The audience magnet of Tyler Perry met the critical favor accorded Michael Clayton met the in-between-on-both-measures We Own the Night, so we have a three-way tie for this past weekend’s title. And The Seeker got a perfectly awful score, ranking in 10th place in all four measures.

Expect similar wackiness this coming weekend.

And I’ll make a bold prediction: The Comebacks will not top next week’s rankings.

Box Office Power Rankings: October 12-14, 2007
(Rank) Movie (last week; box office, per-theater, Rotten Tomatoes, Metacritic: total)
(1) We Own the Night (-; 8, 9, 9, 9: 35)
(1) Michael Clayton (-; 7, 8, 10, 10: 35)
(1) Tyler Perry’s Why Did I Get Married? (-; 10, 10, 6, 9: 35)
(4) Across the Universe (-; 3, 7, 8, 7: 25)
(5) The Game Plan (2; 9, 6, 5, 3: 23)
(6) The Kingdom (1; 4, 3, 8, 7: 22)
(7) The Heartbreak Kid (3; 6, 4, 4, 5: 19)
(8) Elizabeth: The Golden Age (-; 5, 5, 3, 4: 17)
(9) Resident Evil: Extinction (5; 2, 2, 2, 2: 8)
(10) The Seeker (8; 1, 1, 1, 1: 4)

Methodology

Culture Snob’s Box Office Power Rankings balance box office and critical reception to create a better measure of a movie’s overall performance against its peers.

The weekly rankings cover the 10 top-grossing movies in the United States for the previous weekend.

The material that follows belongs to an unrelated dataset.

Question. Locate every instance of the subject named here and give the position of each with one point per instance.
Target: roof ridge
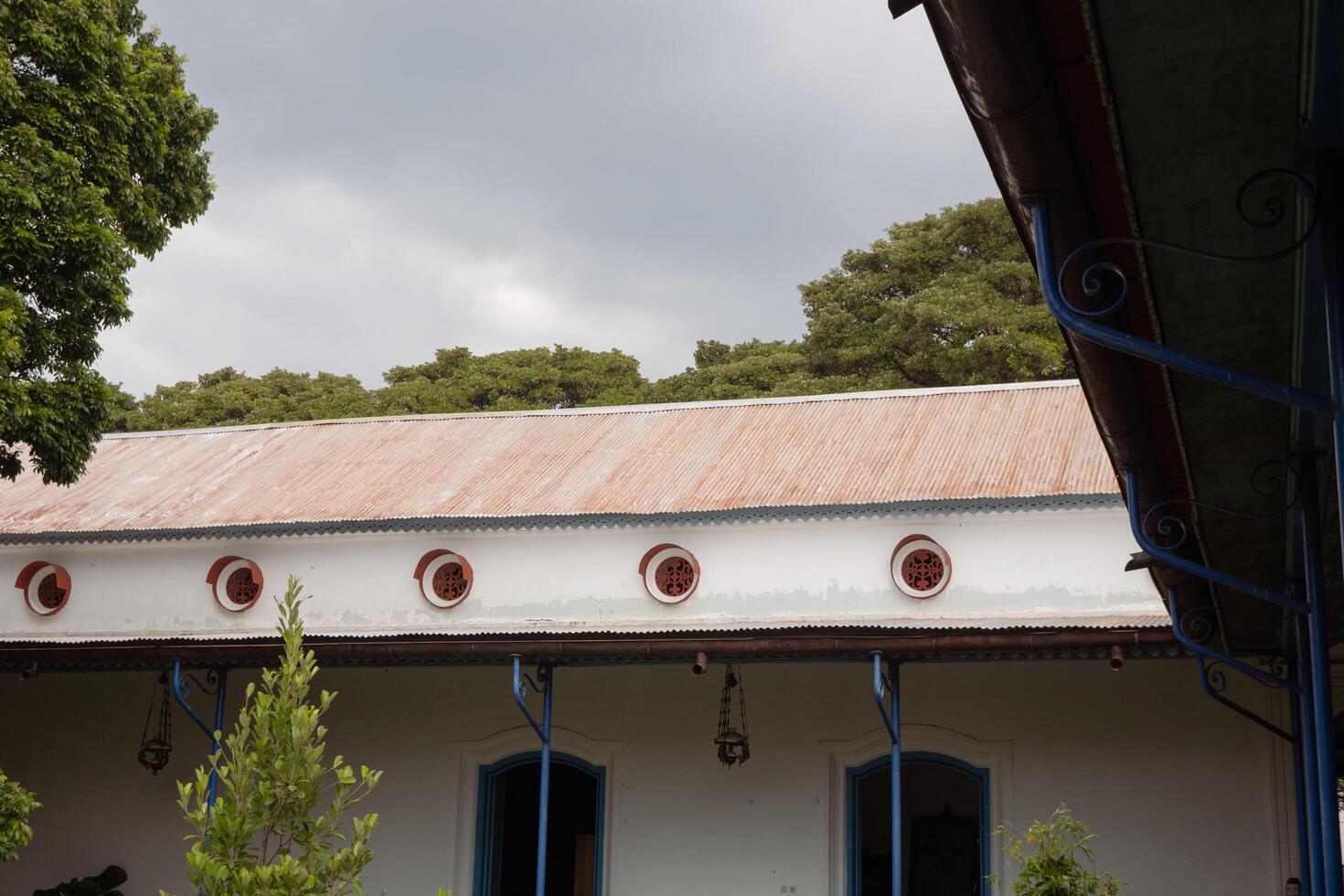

We assign equal weight to box office and critical opinion, with each having two components. The measures are: box-office gross, per-theater average, Rotten Tomatoes score, and Metacritic score.

Why those four? Box-office gross basically measures the number of people who saw a movie in a given weekend. Per-theater average corrects for blockbuster-wannabes that flood the market with prints, and gives limited-release movies a fighting chance. Rotten Tomatoes measures critical opinion in a binary way. And Metacritic gives a better sense of critics’ enthusiasm (or bile) for a movie.

For each of the four measures, the movies are ranked and assigned points (10 for the best performer, one for the worst). Finally, those points are added up, with a maximum score of 40 and a minimum score of four.